Myriad of Us Collective invents a new territory, constructed by a superposition of individual productions: the enjoyment of power in numbers. In a territory made of fragments and memories, some bring their everyday spaces—the neighborhood, the house, the city they live in, or the city they miss. They build a possible future. A beautiful and necessary task to undertake in the context of a devastated world. The new space expands beyond the sum of its parts. Just as language creates reality, the map creates territory. Mark González uses the graphic languages of cartography to create maps, inventing a new territory with highways, rivers and lakes, cities and deserts, and islands.
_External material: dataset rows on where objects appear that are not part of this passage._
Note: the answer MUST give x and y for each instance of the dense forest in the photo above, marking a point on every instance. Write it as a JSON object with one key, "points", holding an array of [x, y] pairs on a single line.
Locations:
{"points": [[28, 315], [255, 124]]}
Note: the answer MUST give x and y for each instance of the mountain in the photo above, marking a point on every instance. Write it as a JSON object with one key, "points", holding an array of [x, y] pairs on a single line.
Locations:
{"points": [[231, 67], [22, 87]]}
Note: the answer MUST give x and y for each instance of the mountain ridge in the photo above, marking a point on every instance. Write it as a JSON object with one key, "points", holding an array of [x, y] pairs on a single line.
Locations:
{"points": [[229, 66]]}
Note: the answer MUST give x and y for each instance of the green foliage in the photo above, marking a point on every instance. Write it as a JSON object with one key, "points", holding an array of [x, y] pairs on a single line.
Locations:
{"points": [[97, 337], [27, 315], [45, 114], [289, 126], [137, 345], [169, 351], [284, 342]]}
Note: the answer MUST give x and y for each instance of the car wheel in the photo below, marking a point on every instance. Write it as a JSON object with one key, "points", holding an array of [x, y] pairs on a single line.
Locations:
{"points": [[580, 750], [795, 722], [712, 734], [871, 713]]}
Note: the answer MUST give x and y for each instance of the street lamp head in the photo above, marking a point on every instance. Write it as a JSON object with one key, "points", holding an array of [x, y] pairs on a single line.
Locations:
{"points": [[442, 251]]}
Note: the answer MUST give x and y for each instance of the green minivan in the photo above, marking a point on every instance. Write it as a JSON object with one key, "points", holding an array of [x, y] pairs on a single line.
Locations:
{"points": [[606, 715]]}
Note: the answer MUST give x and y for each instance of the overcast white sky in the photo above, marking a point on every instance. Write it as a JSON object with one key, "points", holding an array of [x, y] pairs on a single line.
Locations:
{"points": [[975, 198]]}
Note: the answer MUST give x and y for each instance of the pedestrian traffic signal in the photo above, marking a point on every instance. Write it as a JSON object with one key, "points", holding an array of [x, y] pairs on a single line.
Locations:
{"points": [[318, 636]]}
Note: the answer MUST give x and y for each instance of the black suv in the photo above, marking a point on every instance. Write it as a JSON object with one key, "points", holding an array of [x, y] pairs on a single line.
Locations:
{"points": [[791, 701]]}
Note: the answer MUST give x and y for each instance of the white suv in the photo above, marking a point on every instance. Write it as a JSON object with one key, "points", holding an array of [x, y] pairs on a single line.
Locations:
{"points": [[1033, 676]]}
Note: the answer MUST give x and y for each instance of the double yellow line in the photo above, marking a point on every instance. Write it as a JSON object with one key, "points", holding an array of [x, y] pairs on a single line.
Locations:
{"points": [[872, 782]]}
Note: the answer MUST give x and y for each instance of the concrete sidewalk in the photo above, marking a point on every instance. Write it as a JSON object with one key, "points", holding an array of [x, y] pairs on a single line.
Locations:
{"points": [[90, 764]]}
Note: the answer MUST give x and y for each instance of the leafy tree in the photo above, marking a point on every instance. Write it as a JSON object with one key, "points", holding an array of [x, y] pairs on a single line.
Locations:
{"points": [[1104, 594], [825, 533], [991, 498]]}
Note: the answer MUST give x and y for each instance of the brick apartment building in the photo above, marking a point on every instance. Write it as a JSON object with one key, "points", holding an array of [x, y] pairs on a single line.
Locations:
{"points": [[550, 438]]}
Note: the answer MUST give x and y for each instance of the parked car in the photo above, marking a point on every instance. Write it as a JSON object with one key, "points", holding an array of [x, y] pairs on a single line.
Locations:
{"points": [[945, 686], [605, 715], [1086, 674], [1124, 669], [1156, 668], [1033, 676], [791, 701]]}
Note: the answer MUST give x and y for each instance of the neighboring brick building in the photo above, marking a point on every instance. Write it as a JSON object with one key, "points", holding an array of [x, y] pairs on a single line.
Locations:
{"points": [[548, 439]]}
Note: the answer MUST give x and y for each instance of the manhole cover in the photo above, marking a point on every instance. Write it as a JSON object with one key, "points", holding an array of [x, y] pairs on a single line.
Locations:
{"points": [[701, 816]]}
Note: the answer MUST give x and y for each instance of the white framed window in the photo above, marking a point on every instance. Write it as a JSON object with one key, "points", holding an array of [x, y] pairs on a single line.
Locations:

He mocks conventions, deforms and superimposes what exists on other maps, and creates an imaginary continent: Map of the Lost Region.

“I will not fold these maps; / it might dent my country’s nose, / prompting a raid on all our pockets / for emergency plastic surgery,” writes Mona Kareem.

And finally, I present my map. It looks like a drawing cut with a knife, torn from a piece of land. It represents Parque Centenario, in Buenos Aires, Argentina. The park was built in 1910 to commemorate the centennial anniversary of the May Revolution of 1810, the moment when Argentina gained independence from Spain, becoming a sovereign country.

I propose to never stop drawing maps, in order to allow the truth that seems to lie beneath what we know, to emerge.